Videonun görsel gücü
Hayatı en karanlık hâliyle bize gösteren duyarlılıkla dolu kıs bir animasyon var karşımızda ama doğruluk da var bu filmde: işler ister iyi ister kötü gitsin, daima söyleyecek bir şeyimiz olabillir, daima devam etme kararını verebilir, akıntıya karşı yüzebilir ve yolumuza çıkan engelleri aşabiliriz.
Videoda ayrıca hayattaki küçük dokunuşların (mesela yanından geçenlerin tebessümlerinin müzisyene huzur vermesi) değerini, hepimizin içinde olan öz güven ve cesaretin önemini ve duvara sırtımızı yasladığımızda keşfedebildiğimiz duyguları görebiliriz. Nostalji, boşluk ve hepimizin ana maddesini temsil eden büyük cesaretle dolu bir animasyon bu.
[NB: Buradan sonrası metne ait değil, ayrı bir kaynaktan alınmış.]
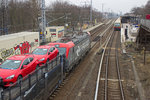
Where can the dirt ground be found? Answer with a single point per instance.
(142, 69)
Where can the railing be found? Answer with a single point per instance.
(45, 78)
(145, 23)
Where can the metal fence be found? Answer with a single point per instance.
(45, 78)
(145, 23)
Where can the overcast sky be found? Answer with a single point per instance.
(117, 6)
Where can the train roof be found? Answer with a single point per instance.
(61, 45)
(70, 41)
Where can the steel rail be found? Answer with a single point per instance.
(118, 71)
(99, 72)
(107, 65)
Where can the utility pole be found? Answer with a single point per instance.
(43, 21)
(4, 17)
(91, 13)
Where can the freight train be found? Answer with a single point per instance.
(74, 48)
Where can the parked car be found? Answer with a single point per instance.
(45, 53)
(15, 68)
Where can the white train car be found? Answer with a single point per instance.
(54, 33)
(18, 43)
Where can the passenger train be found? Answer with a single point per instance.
(74, 49)
(117, 25)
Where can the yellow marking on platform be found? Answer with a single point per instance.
(103, 79)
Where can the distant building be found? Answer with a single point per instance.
(54, 33)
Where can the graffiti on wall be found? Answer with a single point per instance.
(21, 48)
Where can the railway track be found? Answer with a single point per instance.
(94, 34)
(109, 83)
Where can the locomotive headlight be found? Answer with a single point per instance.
(42, 59)
(10, 77)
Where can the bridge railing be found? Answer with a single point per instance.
(145, 23)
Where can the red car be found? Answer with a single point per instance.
(15, 68)
(45, 53)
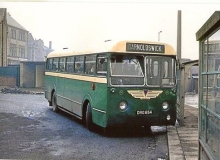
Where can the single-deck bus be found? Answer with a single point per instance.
(131, 83)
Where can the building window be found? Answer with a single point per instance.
(13, 33)
(22, 51)
(13, 50)
(21, 36)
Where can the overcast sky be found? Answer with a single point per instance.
(85, 24)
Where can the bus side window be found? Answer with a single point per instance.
(55, 64)
(90, 64)
(70, 64)
(102, 65)
(79, 64)
(62, 65)
(49, 64)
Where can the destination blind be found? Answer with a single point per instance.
(143, 47)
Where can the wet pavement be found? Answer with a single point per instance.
(183, 140)
(30, 130)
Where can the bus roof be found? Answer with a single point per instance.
(139, 47)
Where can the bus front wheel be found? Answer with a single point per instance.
(54, 103)
(89, 123)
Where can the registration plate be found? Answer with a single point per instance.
(147, 112)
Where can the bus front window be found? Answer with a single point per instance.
(127, 70)
(160, 71)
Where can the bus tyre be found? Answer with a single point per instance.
(54, 103)
(89, 123)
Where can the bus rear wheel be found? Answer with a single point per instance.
(54, 103)
(89, 123)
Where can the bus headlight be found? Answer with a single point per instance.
(165, 106)
(123, 105)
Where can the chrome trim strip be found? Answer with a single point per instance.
(69, 99)
(99, 110)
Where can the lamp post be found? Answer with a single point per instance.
(159, 35)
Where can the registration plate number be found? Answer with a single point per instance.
(147, 112)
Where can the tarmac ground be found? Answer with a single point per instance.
(183, 140)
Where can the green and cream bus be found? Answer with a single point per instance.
(129, 83)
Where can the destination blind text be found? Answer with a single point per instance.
(141, 47)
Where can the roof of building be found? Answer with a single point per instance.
(12, 22)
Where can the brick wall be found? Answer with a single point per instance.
(8, 81)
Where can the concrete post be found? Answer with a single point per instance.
(3, 36)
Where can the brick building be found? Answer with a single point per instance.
(21, 45)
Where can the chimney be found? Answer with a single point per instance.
(50, 44)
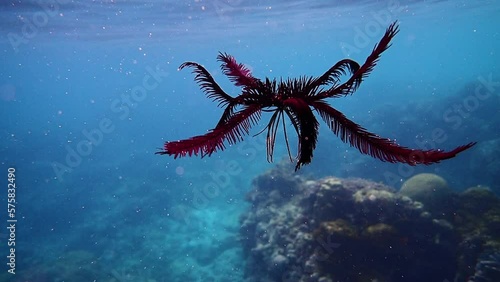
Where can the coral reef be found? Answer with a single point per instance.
(342, 230)
(335, 229)
(429, 189)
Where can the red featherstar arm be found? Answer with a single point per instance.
(208, 84)
(238, 73)
(332, 75)
(232, 132)
(303, 118)
(377, 147)
(353, 83)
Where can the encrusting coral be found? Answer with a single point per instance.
(336, 229)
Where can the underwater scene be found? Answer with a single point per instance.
(249, 141)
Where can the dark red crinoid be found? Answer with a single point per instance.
(296, 99)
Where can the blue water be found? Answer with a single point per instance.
(89, 90)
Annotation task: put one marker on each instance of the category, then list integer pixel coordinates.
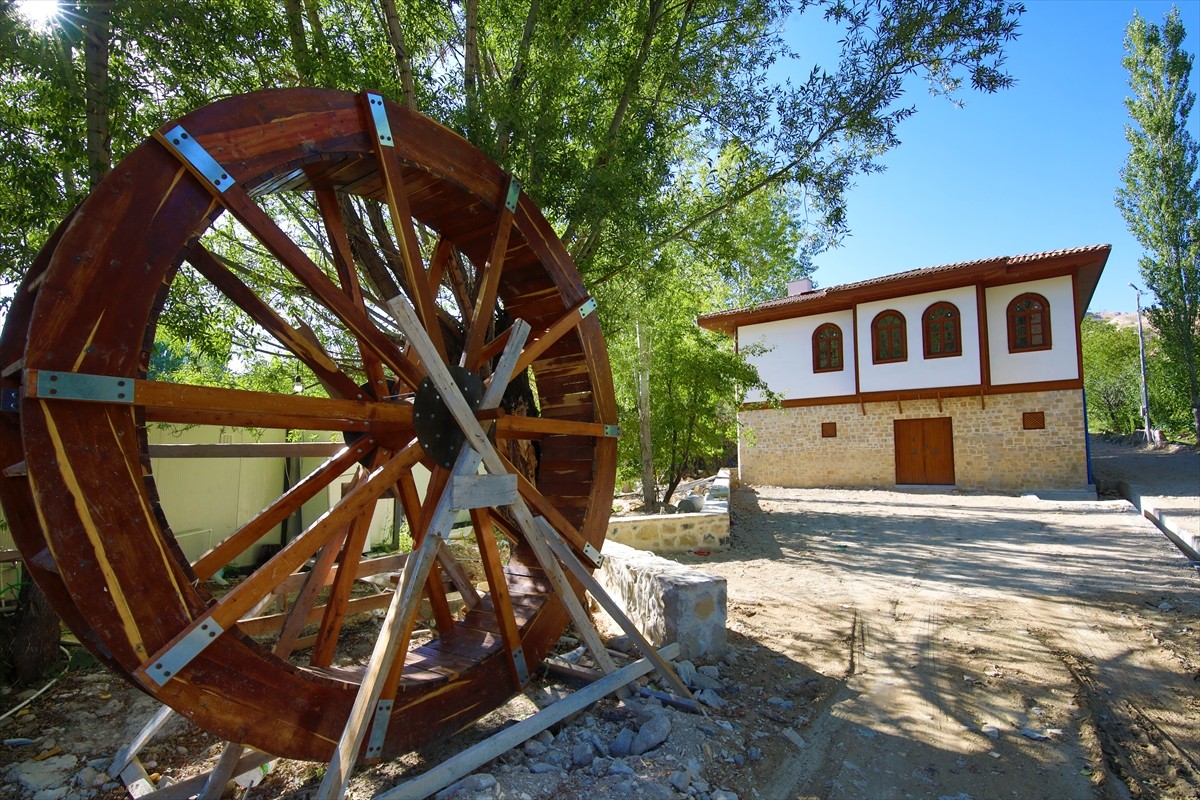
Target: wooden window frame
(875, 337)
(1012, 313)
(816, 348)
(927, 326)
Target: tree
(1110, 376)
(1159, 196)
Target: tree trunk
(35, 644)
(403, 60)
(294, 12)
(97, 32)
(643, 415)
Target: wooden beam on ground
(474, 757)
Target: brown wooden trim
(1078, 334)
(984, 348)
(816, 349)
(1048, 335)
(921, 394)
(995, 272)
(925, 337)
(904, 337)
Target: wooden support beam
(474, 757)
(382, 668)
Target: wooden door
(924, 451)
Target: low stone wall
(679, 533)
(667, 601)
(672, 533)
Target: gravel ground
(885, 644)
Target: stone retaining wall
(785, 446)
(667, 601)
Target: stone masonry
(991, 450)
(666, 601)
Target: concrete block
(667, 601)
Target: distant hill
(1119, 318)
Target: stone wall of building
(991, 449)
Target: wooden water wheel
(79, 491)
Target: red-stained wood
(95, 313)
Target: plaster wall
(1061, 361)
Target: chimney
(802, 286)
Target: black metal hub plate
(437, 431)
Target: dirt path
(981, 645)
(886, 645)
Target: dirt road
(967, 645)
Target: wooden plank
(399, 623)
(163, 397)
(249, 450)
(484, 311)
(483, 491)
(245, 595)
(270, 235)
(475, 756)
(415, 276)
(309, 353)
(261, 625)
(573, 565)
(514, 426)
(275, 513)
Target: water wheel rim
(87, 461)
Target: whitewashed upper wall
(1060, 362)
(918, 372)
(787, 365)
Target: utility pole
(1141, 358)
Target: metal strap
(191, 151)
(379, 118)
(77, 385)
(186, 649)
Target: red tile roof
(780, 307)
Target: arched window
(888, 337)
(942, 328)
(1029, 323)
(827, 348)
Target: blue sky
(1029, 169)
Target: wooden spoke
(535, 427)
(498, 590)
(553, 332)
(541, 504)
(340, 596)
(89, 500)
(489, 286)
(311, 355)
(275, 513)
(289, 254)
(246, 594)
(340, 241)
(187, 403)
(316, 581)
(402, 222)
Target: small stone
(622, 744)
(652, 734)
(681, 780)
(618, 767)
(582, 755)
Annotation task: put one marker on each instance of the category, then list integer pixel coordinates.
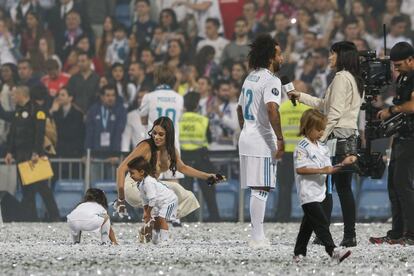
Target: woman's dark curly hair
(262, 51)
(348, 59)
(167, 124)
(96, 195)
“Kalpte karanlık varsa, o zaman güneş öğlen batar ve seher müziği susar.”
– Edward Young
Sonuç olarak “Fallin ‘Floyd” filmini sevdiyseniz, “Little Quentin“ keşfetme şansınız var. Yine Paco Vink ve Albert Hooft tarafından 2009 senesinde yapılmış zıtlıklarla aydınlık ve karanlıkla dolu ve Fallin’ Floyd kadar ilginç bir başka animsyon.
Bu metin yalnızca bilgilendirme amaçlı sunulmuştur ve bir profesyonelle görüşmeyi yerine geçmez. Şüpheleriniz varsa, uzmanınıza danışın.